A este respeito, o Tribunal de Justiça examinou se a restrição que as condições previstas pela legislação nacional implicam para sujeitos passivos como a E. se justifica pela necessidade de ter em conta a incerteza quanto ao caráter definitivo do não pagamento.

Assim, o Tribunal de Justiça declarou que esta necessidade não pode justificar as condições que subordinam a redução do valor tributável do IVA ao registo do devedor como sujeito passivo do IVA no dia da entrega do bem ou da prestação de serviços e à manutenção da qualidade de sujeito passivo do credor e do devedor no dia anterior à apresentação da retificação da declaração de imposto. Além disso, precisou que, embora seja verdade que o direito de um sujeito passivo reduzir o valor tributável depois de efetuada uma transação implica a obrigação de a outra parte nesta transação regularizar, por seu lado, o montante de IVA dedutível, a garantia de uma redução simétrica do valor tributável do IVA devido e do montante de IVA dedutível não depende da sujeição das duas partes ao IVA. Por outro lado, o Tribunal de Justiça declarou que o requisito relativo à sujeição do credor e do devedor ao IVA não pode ser justificado pela prevenção das irregularidades ou dos abusos nem à luz das disposições do artigo 273.o da Diretiva 2006/112.

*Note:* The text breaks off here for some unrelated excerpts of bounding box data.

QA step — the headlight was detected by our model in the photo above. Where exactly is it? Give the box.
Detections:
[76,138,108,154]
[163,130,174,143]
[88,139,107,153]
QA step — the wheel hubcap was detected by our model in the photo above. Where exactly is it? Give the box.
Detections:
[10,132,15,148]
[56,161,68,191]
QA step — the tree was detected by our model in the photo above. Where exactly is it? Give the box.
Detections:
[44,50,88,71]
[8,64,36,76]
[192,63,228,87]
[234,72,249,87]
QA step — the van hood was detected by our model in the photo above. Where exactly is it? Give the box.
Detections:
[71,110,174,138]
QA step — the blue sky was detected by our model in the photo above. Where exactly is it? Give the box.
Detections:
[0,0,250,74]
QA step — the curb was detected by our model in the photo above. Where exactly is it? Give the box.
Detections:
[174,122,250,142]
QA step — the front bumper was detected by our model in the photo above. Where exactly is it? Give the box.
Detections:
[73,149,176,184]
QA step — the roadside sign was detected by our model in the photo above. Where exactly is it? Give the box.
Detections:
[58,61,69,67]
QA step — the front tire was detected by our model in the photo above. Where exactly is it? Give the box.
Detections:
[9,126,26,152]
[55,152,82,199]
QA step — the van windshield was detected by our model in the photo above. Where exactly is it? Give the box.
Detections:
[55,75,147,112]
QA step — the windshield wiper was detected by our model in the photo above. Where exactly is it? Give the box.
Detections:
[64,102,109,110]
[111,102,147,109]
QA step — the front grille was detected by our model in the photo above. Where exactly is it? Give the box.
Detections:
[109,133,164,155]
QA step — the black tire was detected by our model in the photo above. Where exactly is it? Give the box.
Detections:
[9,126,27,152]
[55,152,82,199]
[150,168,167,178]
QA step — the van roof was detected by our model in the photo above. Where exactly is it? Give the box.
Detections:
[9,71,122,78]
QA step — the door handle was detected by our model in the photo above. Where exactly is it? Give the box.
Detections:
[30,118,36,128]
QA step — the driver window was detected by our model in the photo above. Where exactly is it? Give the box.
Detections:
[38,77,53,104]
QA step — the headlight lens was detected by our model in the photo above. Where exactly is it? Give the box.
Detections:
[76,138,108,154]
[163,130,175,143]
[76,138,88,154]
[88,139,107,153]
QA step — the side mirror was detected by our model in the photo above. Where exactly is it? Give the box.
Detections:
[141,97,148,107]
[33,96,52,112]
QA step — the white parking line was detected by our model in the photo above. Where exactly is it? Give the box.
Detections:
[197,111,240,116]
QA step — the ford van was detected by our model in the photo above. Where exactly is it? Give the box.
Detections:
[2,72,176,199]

No que se refere à condição que subordina a redução do valor tributável à circunstância de o devedor não ser objeto de um processo de insolvência ou de liquidação no dia da entrega do bem ou da prestação de serviços e no dia anterior ao da apresentação da retificação da declaração de imposto, o Tribunal de Justiça considerou que, ao privar o credor do seu direito à redução pelo facto de o caráter definitivamente incobrável do crédito não poder ser determinado antes do termo do processo de insolvência ou de liquidação, essa condição tem em conta a incerteza inerente ao caráter definitivo do não pagamento. No entanto, essa incerteza pode igualmente ser tida em conta ao conceder a redução do valor tributável do IVA quando o credor demonstre, antes do termo do processo de insolvência ou de liquidação, uma probabilidade razoável de que a dívida não será paga, mesmo que esse valor tributável seja reavaliado em alta no caso de o pagamento ser, contudo, efetuado. Essa modalidade seria igualmente eficaz para atingir o objetivo visado, sendo menos restritiva para o credor.

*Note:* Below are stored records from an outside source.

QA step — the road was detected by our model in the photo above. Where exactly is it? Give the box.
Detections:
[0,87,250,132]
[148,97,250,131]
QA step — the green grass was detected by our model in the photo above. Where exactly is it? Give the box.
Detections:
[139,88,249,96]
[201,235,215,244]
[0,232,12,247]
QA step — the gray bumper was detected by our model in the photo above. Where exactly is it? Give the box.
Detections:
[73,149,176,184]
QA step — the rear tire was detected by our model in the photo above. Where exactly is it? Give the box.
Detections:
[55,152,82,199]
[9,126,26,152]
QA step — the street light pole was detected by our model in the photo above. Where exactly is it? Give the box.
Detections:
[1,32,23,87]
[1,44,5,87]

Por último, o Tribunal de Justiça salientou que, tendo o artigo 90.o, n.o 1, da Diretiva 2006/112 efeito direto, um sujeito passivo como a E., que apenas não preencha as condições nacionais que não estão em conformidade com esta disposição, pode invocar a referida disposição nos órgãos jurisdicionais nacionais contra o Estado para obter a redução do seu valor tributável, incumbindo ao órgão jurisdicional nacional chamado a decidir excluir essas condições não conformes em aplicação do princípio do primado do direito da União.


( 1 ) Diretiva 2006/112/CE do Conselho, de 28 de novembro de 2006, relativa ao sistema comum do imposto sobre o valor acrescentado (JO 2006, L 347, p. 1).